2. Wells are designed to mitigate risks to well integrity during post-blowout containment efforts.

• The Coast Guard, through the federal on-scene coordinator, should provide scientists with timely access to the response zone so that they can conduct independent scientific research during an oil spill response and long-term monitoring in the future.

• The trustees for natural resources should ensure that compensatory restoration under the natural resource damage assessment process (under the Oil Pollution Act) is transparent and appropriate.

• EPA should develop distinct plans and procedures to address human health impacts during a spill of national significance (statutorily defined as one “that due to its severity, size, location, actual or potential impact on the public health and welfare or the environment, or the necessary response effort, is so complex that it requires extraordinary coordination of federal, state, local, and responsible party resources to contain and clean up the discharge”).

• Congress, federal agencies, and responsible parties should take steps to restore consumer confidence in the aftermath of a spill of national significance.

• Congress should dedicate 80% of the Clean Water Act penalties to long-term restoration of the Gulf of Mexico.

• Congress and federal and state agencies should build the organizational, financial, scientific, and public outreach capacities needed to put the restoration effort on a strong footing.
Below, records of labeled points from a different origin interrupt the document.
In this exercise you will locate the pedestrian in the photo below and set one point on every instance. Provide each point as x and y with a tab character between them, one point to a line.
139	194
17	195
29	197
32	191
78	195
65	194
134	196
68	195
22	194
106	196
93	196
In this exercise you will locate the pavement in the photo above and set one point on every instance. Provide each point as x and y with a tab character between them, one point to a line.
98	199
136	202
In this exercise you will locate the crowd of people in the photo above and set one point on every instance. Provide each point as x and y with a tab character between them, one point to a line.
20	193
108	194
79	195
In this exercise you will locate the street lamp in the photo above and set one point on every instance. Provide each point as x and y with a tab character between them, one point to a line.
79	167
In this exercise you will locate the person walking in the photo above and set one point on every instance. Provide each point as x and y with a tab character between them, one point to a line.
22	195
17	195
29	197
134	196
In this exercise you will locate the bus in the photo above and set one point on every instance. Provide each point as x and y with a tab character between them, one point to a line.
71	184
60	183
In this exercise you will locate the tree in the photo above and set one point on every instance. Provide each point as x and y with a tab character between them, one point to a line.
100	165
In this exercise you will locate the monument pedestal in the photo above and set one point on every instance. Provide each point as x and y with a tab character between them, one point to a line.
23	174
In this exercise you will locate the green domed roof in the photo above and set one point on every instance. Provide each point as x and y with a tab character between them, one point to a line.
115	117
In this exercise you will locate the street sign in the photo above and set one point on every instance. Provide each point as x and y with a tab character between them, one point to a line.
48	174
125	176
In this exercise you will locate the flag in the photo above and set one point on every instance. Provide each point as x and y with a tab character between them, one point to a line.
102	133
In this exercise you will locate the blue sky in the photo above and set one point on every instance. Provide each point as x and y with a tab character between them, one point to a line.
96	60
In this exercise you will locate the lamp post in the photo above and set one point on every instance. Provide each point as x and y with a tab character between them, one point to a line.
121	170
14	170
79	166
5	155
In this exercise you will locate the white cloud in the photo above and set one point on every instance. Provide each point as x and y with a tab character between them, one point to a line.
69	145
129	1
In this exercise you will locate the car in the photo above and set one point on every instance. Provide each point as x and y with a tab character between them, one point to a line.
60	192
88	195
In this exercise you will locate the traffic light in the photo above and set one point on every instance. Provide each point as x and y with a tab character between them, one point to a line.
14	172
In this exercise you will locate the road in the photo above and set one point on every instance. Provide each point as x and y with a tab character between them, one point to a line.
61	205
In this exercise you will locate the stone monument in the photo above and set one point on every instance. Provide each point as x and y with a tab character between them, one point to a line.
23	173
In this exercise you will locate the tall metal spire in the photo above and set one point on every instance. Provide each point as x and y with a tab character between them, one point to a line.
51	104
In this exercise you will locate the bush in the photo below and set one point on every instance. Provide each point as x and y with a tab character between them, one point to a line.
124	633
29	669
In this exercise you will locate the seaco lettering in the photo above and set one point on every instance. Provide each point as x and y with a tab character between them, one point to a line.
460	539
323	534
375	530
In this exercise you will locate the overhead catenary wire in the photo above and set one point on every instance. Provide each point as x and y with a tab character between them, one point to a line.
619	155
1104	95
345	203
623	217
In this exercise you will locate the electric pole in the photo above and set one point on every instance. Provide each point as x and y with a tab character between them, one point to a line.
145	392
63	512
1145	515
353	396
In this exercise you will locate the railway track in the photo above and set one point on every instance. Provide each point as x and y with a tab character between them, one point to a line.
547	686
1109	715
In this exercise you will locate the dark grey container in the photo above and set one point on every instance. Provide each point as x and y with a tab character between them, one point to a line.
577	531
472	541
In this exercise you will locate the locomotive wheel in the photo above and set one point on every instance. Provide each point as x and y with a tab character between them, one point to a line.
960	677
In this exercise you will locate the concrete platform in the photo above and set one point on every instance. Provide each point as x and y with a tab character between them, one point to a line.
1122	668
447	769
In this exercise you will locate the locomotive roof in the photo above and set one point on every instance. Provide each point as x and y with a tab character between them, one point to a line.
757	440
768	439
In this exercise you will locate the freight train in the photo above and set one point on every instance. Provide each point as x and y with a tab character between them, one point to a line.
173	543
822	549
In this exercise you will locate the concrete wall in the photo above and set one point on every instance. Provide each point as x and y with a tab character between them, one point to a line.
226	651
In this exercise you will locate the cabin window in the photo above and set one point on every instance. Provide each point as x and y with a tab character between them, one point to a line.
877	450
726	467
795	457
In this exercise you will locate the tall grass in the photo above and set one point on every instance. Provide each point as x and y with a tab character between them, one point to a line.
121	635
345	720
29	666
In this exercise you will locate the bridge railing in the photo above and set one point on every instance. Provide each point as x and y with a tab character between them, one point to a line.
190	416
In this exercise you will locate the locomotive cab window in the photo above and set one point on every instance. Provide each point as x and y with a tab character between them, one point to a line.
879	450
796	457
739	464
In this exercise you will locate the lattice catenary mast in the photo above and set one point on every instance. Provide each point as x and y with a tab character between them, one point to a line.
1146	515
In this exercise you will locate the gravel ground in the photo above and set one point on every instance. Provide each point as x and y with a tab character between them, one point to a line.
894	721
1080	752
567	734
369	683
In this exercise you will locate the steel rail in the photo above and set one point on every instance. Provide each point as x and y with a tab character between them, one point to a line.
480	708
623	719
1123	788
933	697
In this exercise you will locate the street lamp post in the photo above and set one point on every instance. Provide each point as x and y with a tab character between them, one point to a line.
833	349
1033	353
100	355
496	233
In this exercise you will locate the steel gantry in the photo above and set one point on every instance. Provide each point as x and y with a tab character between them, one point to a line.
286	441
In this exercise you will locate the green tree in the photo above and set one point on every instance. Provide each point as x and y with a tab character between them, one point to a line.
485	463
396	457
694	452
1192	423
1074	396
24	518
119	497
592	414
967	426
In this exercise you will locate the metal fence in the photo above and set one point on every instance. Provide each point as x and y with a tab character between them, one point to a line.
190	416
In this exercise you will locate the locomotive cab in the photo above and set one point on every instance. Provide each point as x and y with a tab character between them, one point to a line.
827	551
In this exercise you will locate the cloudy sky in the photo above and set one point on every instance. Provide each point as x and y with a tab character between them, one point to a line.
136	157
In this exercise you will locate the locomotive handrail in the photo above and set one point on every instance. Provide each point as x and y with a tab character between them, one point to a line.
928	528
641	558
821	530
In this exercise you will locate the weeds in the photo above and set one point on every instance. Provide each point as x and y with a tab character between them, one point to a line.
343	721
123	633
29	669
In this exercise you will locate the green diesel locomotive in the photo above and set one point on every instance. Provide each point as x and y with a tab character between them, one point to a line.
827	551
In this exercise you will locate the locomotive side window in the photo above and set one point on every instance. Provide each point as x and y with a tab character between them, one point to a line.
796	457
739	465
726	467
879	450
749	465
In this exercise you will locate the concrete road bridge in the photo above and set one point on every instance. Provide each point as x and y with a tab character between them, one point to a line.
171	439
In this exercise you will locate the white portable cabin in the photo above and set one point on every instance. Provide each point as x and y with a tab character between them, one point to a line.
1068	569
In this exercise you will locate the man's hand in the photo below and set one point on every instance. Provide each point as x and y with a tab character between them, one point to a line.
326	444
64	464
• The appropriate federal agencies, including EPA, Interior, and NOAA, and the trustees for natural resources should better balance the myriad economic and environmental interests concentrated in the gulf region going forward. This would include improved monitoring and increased use of sophisticated tools like coastal and marine spatial planning. Many of these tools and capacities will also be important to manage areas of the OCS outside the gulf.

• Congress should significantly increase the liability cap and financial responsibility requirements for offshore facilities.
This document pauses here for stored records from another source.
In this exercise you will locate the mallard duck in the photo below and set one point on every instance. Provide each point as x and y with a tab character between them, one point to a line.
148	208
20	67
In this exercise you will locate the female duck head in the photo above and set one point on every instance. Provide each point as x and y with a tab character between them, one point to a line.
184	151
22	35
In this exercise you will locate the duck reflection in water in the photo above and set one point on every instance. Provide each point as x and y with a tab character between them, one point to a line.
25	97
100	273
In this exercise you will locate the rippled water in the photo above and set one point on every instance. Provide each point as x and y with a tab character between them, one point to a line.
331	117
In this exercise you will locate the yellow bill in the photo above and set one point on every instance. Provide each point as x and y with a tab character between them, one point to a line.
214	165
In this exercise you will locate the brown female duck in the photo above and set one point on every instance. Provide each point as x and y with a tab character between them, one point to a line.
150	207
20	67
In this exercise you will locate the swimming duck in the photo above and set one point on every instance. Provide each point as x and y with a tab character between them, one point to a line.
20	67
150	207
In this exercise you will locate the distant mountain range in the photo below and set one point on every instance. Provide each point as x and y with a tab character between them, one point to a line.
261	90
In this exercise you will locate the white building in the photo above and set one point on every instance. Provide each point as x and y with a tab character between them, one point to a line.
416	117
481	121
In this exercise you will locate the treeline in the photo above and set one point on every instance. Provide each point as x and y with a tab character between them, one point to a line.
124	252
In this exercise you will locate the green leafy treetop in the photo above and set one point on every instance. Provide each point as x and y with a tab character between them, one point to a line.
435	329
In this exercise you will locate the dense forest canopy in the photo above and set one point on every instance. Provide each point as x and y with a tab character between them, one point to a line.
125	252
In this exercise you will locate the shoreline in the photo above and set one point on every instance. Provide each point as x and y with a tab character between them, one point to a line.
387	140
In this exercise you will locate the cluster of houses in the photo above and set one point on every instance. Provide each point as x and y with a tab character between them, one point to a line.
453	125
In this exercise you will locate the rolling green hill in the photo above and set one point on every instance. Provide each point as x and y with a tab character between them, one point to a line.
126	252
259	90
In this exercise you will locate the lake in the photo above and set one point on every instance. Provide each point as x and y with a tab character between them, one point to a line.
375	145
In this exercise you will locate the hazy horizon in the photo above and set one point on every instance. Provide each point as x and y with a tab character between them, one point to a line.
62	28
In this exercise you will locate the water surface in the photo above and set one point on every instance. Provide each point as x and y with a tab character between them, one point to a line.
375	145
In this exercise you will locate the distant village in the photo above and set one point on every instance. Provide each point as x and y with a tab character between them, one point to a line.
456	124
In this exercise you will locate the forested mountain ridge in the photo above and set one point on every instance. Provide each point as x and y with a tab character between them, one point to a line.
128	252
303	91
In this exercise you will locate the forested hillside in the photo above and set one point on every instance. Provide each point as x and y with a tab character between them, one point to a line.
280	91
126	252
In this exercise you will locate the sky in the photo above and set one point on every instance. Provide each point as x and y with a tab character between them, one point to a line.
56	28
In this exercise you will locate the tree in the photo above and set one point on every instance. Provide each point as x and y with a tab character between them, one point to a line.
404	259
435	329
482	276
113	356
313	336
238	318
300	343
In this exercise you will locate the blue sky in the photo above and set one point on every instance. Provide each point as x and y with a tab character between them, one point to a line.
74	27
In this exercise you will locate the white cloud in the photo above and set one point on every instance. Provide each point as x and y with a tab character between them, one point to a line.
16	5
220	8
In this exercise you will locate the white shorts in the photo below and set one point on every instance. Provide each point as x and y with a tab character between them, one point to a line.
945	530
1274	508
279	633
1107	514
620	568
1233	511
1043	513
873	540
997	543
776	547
• Congress should increase the limit on per-incident payouts from the Oil Spill Liability Trust Fund.

• Interior should enhance auditing and evaluation of the risk of offshore drilling activities by individual participants (operator, driller, other service companies). Interior, insurance underwriters, or other independent entities should evaluate and monitor the risk of offshore drilling activities to promote enhanced risk management in offshore operations and to discourage unqualified companies from remaining in the market.
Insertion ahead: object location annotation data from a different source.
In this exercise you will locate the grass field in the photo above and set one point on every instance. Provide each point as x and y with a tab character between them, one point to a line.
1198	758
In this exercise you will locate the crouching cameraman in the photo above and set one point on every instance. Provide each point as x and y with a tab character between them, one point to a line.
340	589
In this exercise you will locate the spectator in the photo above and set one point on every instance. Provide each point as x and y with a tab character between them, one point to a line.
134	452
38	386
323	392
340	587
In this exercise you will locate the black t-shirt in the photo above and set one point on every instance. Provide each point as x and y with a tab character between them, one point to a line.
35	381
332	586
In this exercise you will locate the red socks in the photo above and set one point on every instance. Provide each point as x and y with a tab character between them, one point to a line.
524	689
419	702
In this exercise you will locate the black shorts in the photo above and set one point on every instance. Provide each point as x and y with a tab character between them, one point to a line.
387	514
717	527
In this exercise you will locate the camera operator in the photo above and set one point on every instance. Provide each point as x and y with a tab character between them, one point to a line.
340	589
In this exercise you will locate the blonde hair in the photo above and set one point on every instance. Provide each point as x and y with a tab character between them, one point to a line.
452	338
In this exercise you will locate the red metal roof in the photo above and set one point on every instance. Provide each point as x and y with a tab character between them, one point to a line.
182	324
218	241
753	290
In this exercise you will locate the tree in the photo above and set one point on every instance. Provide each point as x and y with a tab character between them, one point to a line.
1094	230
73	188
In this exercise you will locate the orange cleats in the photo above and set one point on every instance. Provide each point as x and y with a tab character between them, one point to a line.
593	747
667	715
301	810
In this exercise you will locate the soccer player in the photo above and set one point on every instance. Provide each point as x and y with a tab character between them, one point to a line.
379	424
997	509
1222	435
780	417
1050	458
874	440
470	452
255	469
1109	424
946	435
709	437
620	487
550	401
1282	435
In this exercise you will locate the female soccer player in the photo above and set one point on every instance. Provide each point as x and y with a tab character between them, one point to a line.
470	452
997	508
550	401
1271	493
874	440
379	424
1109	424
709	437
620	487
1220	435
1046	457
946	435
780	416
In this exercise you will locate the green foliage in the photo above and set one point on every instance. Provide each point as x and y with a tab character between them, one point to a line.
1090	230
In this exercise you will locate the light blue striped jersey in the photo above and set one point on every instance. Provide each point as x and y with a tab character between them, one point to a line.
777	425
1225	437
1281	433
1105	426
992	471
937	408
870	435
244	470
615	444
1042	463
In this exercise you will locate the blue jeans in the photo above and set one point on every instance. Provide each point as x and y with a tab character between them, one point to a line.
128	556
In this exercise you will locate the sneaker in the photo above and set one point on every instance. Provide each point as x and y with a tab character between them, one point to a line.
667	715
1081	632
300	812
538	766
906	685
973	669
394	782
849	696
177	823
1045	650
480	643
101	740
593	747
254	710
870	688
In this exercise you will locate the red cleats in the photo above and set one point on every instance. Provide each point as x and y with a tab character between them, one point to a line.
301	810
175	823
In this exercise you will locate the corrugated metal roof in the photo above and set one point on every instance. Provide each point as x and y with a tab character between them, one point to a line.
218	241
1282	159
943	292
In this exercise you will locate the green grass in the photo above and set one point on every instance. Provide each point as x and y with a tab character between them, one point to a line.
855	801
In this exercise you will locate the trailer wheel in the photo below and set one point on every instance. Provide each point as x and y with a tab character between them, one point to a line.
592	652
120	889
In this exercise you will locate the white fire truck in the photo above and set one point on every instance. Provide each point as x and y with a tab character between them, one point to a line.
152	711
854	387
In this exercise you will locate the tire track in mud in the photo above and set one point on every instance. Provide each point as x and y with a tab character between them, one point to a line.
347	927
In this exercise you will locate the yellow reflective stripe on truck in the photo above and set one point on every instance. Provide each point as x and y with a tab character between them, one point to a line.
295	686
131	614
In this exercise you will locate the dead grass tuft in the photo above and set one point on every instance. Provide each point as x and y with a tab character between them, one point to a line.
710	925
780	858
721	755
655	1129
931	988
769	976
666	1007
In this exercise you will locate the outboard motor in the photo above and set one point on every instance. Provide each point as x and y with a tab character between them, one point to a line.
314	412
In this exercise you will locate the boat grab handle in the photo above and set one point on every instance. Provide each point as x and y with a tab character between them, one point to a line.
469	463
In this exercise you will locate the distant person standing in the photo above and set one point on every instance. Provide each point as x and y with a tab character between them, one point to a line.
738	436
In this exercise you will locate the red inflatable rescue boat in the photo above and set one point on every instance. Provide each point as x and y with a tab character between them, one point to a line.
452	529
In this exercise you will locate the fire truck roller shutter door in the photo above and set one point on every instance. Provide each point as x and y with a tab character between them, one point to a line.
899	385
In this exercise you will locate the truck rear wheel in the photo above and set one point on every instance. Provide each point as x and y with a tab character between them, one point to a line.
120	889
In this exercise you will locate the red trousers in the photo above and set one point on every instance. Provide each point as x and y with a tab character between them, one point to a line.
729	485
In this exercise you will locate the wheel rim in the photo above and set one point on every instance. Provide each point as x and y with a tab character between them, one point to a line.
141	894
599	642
• The Department of Justice’s Office of Dispute Resolution should conduct an evaluation of the Gulf Coast Claims Facility once all claims have been paid out in order to inform claims processes in future spills of national significance. The evaluation should include a review of the process, the guidelines used for compensation, and the success rate for avoiding law suits.

• Increase and maintain congressional awareness of the risks of offshore drilling in two ways. First, create additional congressional oversight of offshore safety and environmental risks. Second, require the appropriate congressional committees to hold an annual oversight hearing on the state of technology, application of process safety, and environmental protection to ensure these issues receive continuing congressional attention.

• Congress should enact legislation creating a mechanism for offshore oil and gas operators to provide ongoing and regular funding of the agencies regulating offshore oil and gas development.